Regex for getting all digits in a string after a c

2020-04-08 01:36发布

问题:

I am trying to parse the following string and return all digits after the last square bracket:

C9: Title of object (foo, bar) [ch1, CH12,c03,4]

So the result should be:

1,12,03,4

The string and digits will change.

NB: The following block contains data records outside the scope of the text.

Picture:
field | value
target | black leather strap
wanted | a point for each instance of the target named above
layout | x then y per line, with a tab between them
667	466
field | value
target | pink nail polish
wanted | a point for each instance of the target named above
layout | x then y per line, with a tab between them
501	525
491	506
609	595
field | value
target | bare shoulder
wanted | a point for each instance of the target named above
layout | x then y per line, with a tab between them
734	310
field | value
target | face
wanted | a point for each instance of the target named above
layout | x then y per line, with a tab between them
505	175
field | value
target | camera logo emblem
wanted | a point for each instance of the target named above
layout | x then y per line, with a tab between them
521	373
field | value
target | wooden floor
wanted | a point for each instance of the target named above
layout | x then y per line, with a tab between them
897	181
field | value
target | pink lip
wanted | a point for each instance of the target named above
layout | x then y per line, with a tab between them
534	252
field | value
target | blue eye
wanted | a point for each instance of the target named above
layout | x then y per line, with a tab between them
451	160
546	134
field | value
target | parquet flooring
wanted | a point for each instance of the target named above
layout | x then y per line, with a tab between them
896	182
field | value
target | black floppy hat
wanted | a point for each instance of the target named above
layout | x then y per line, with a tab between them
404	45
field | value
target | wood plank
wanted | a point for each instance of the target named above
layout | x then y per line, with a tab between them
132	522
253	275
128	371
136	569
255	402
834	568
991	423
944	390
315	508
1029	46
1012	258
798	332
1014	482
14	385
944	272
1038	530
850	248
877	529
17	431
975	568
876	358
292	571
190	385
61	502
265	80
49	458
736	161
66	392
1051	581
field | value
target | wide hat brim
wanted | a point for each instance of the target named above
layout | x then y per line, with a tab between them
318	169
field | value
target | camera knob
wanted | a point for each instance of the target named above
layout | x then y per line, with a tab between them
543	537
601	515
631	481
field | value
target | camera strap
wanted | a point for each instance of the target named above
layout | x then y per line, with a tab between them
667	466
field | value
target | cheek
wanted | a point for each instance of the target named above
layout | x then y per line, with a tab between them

The important thing is to get the digits after the '[' regardless of what character (if any) precede it. (I need this in python so no atomic groups either!) I have tried everything I can think of including:

 \[.*?(\d) = matches '1' only
 \[.*(\d) = matches '4' only
 \[*?(\d) = matches include '9' from the beginning

etc

Any help is greatly appreciated!

EDIT: I also need to do this without using str.split() too.

回答1:

You can rather find all digits in the substring after the last [ bracket:

>>> s = 'C9: Title of object (fo[ 123o, bar) [ch1, CH12,c03,4]'
>>> # Get substring after the last '['.
>>> target_string = s.rsplit('[', 1)[1]
>>>
>>> re.findall(r'\d+', target_string)
['1', '12', '03', '4']

If you can't use split, then this one would work with look-ahead assertion:

>>> s = 'C9: Title of object (fo[ 123o, bar) [ch1, CH12,c03,4]'
>>> re.findall(r'\d+(?=[^[]+$)', s)
['1', '12', '03', '4']

This finds all digits, which are followed by only non-[ characters till the end.



回答2:

It may help to use the non-greedy ?. For example:

\[.*?(\d*?),.*?(\d*?),.*?(\d*?),.*?(\d*?)\]

And, here's how it works (from https://regex101.com/r/jP7hM3/1):

"\[.*?(\d*?),.*?(\d*?),.*?(\d*?),.*?(\d*?)\]"
\[ matches the character [ literally
.*? matches any character (except newline)
Quantifier: *? Between zero and unlimited times, as few times as possible, expanding as needed [lazy]
1st Capturing group (\d*?)
\d*? match a digit [0-9]
Quantifier: *? Between zero and unlimited times, as few times as possible, expanding as needed [lazy]
, matches the character , literally
.*? matches any character (except newline)
Quantifier: *? Between zero and unlimited times, as few times as possible, expanding as needed [lazy]
2nd Capturing group (\d*?)
\d*? match a digit [0-9]
Quantifier: *? Between zero and unlimited times, as few times as possible, expanding as needed [lazy]
, matches the character , literally
.*? matches any character (except newline)
Quantifier: *? Between zero and unlimited times, as few times as possible, expanding as needed [lazy]
3rd Capturing group (\d*?)
\d*? match a digit [0-9]
Quantifier: *? Between zero and unlimited times, as few times as possible, expanding as needed [lazy]
, matches the character , literally
.*? matches any character (except newline)
Quantifier: *? Between zero and unlimited times, as few times as possible, expanding as needed [lazy]
4th Capturing group (\d*?)
\d*? match a digit [0-9]
Quantifier: *? Between zero and unlimited times, as few times as possible, expanding as needed [lazy]
\] matches the character ] literally

Although - I have to agree with others... This is a regex solution, but its not a very pythonic solution.